The technical exploitation of this vulnerability follows a standard stored XSS attack pattern where malicious input is first stored in the WordPress database through the content_protector shortcode functionality. When legitimate users access pages containing the injected malicious code, the script executes in their browsers within the context of the vulnerable website, potentially leading to session hijacking, credential theft, or further exploitation. The partial patch implemented in version 4.2.21 suggests that the developers recognized the vulnerability but may have failed to address all injection vectors, leaving the system still susceptible to similar attacks. This incomplete remediation highlights the complexity of XSS vulnerabilities in content management systems where multiple input points and rendering contexts must be considered.
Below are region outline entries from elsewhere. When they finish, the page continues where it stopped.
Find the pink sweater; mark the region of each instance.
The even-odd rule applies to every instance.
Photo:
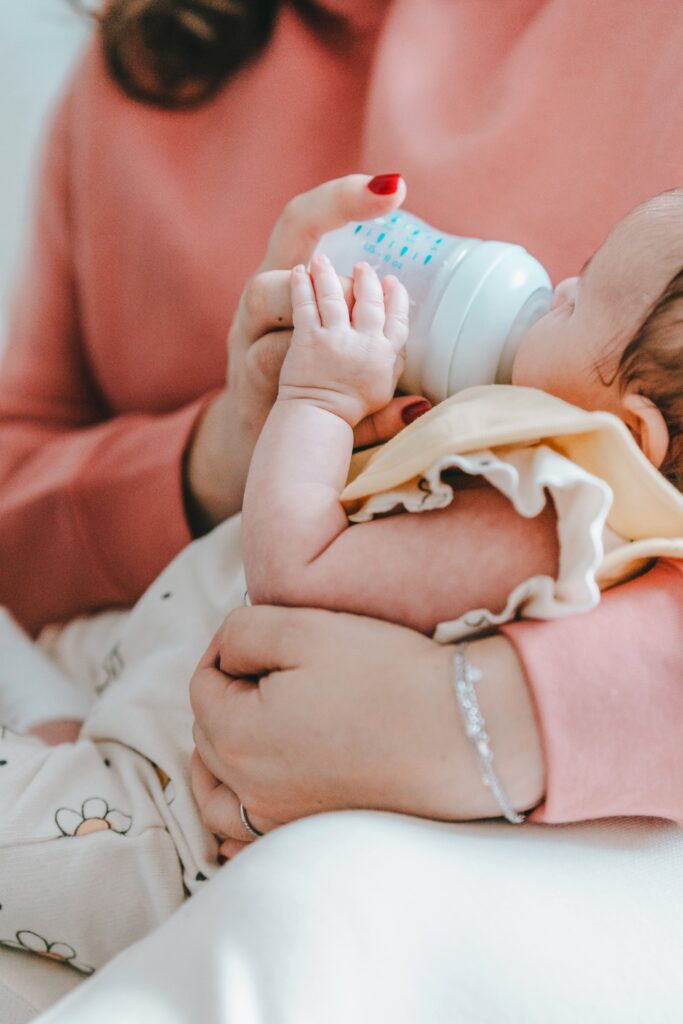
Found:
[[[181,459],[246,276],[293,195],[401,171],[408,207],[575,272],[629,207],[680,184],[679,0],[327,0],[285,6],[213,102],[133,103],[97,47],[46,146],[0,375],[0,603],[32,627],[130,603],[189,540]],[[548,762],[547,820],[683,820],[683,573],[589,616],[506,631]]]

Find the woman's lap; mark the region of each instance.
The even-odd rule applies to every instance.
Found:
[[[40,1020],[674,1020],[682,910],[674,825],[324,815],[241,854]]]

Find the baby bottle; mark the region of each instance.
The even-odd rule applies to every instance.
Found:
[[[522,336],[550,306],[550,279],[521,246],[446,234],[403,210],[330,231],[315,252],[338,273],[365,260],[403,283],[411,329],[399,386],[433,402],[509,384]]]

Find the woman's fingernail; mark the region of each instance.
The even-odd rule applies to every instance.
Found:
[[[431,408],[431,401],[427,401],[426,398],[421,398],[420,401],[414,401],[410,406],[403,406],[400,411],[400,418],[405,426],[408,426],[409,423],[415,423],[415,421],[419,420],[421,416],[428,413]]]
[[[368,187],[377,196],[393,196],[398,191],[400,174],[376,174],[372,181],[368,182]]]

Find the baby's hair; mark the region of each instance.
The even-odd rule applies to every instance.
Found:
[[[616,377],[623,391],[637,384],[664,416],[670,443],[659,468],[683,490],[683,268],[625,348]]]

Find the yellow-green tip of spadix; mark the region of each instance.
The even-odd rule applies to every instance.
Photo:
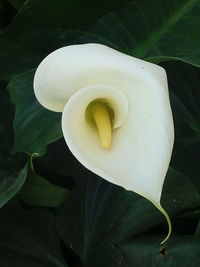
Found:
[[[98,129],[101,146],[108,149],[112,142],[112,123],[105,103],[96,102],[92,107],[92,116]]]

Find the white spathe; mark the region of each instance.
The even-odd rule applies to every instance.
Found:
[[[163,68],[100,44],[71,45],[40,63],[34,90],[44,107],[63,112],[67,145],[86,168],[162,209],[160,197],[174,142]],[[99,98],[115,113],[108,150],[85,119],[87,106]]]

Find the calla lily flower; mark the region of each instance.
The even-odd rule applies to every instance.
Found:
[[[66,143],[86,168],[165,215],[165,242],[160,198],[174,142],[165,70],[104,45],[71,45],[40,63],[34,90],[62,112]]]

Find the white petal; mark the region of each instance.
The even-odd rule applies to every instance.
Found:
[[[174,141],[165,70],[103,45],[73,45],[41,62],[34,90],[46,108],[63,111],[64,137],[75,157],[106,180],[148,198],[171,231],[160,206]],[[108,150],[85,119],[88,104],[98,98],[116,116]]]
[[[155,80],[132,87],[130,79],[126,90],[121,90],[129,112],[114,131],[109,150],[100,146],[98,133],[85,120],[87,106],[94,99],[114,101],[116,93],[109,93],[109,85],[90,86],[70,98],[63,111],[63,133],[70,150],[86,168],[159,203],[173,145],[169,101]]]
[[[118,86],[127,74],[145,79],[153,74],[167,88],[165,71],[155,65],[99,44],[72,45],[57,49],[38,66],[34,91],[38,101],[53,111],[62,111],[67,100],[92,84]],[[137,78],[138,77],[138,78]]]

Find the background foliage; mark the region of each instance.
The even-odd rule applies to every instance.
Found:
[[[1,267],[200,266],[199,14],[199,0],[0,1]],[[60,114],[34,97],[40,61],[87,42],[167,71],[176,136],[162,195],[173,223],[165,246],[163,216],[81,166]]]

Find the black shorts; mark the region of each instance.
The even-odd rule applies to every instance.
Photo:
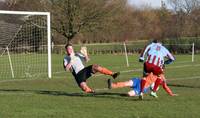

The vulnerability aligns with CWE-79 which specifically addresses cross-site scripting flaws, and represents a classic example of how web application developers must properly sanitize and escape all user-provided content before storing or rendering it.
The operational impact of this vulnerability extends beyond simple script execution, as it can enable attackers to perform various malicious activities that compromise the integrity and confidentiality of the WordPress installation. An attacker with contributor privileges can inject scripts that steal cookies, redirect users to malicious sites, or even modify content in ways that persist across multiple user sessions. The persistent nature of stored XSS makes this vulnerability particularly dangerous because the injected code remains active until manually removed from the database, potentially affecting thousands of users over extended periods. This vulnerability can be leveraged as a stepping stone for more sophisticated attacks, including privilege escalation or lateral movement within the WordPress environment. The impact is further amplified in multi-user environments where contributors may not be properly monitored or restricted, creating opportunities for insider threats or compromised accounts to exploit this weakness.
Organizations should prioritize immediate remediation of this vulnerability by upgrading to the latest version of the Passster plugin where the XSS flaw has been fully addressed. System administrators should also implement additional monitoring for suspicious shortcode usage and content modifications, particularly for users with contributor-level access. The mitigation strategy should include regular security audits of WordPress plugins, ensuring that all third-party components are kept up to date with the latest security patches. Network-level protections such as web application firewalls can provide additional defense-in-depth, though they should not be relied upon as the sole protection mechanism. Security teams should also consider implementing content security policies that limit the execution of inline scripts and restrict the sources from which scripts can be loaded. Regular penetration testing and vulnerability assessments should include verification of plugin security, particularly for authentication bypass and privilege escalation vulnerabilities that could allow attackers to gain higher levels of access within the WordPress environment.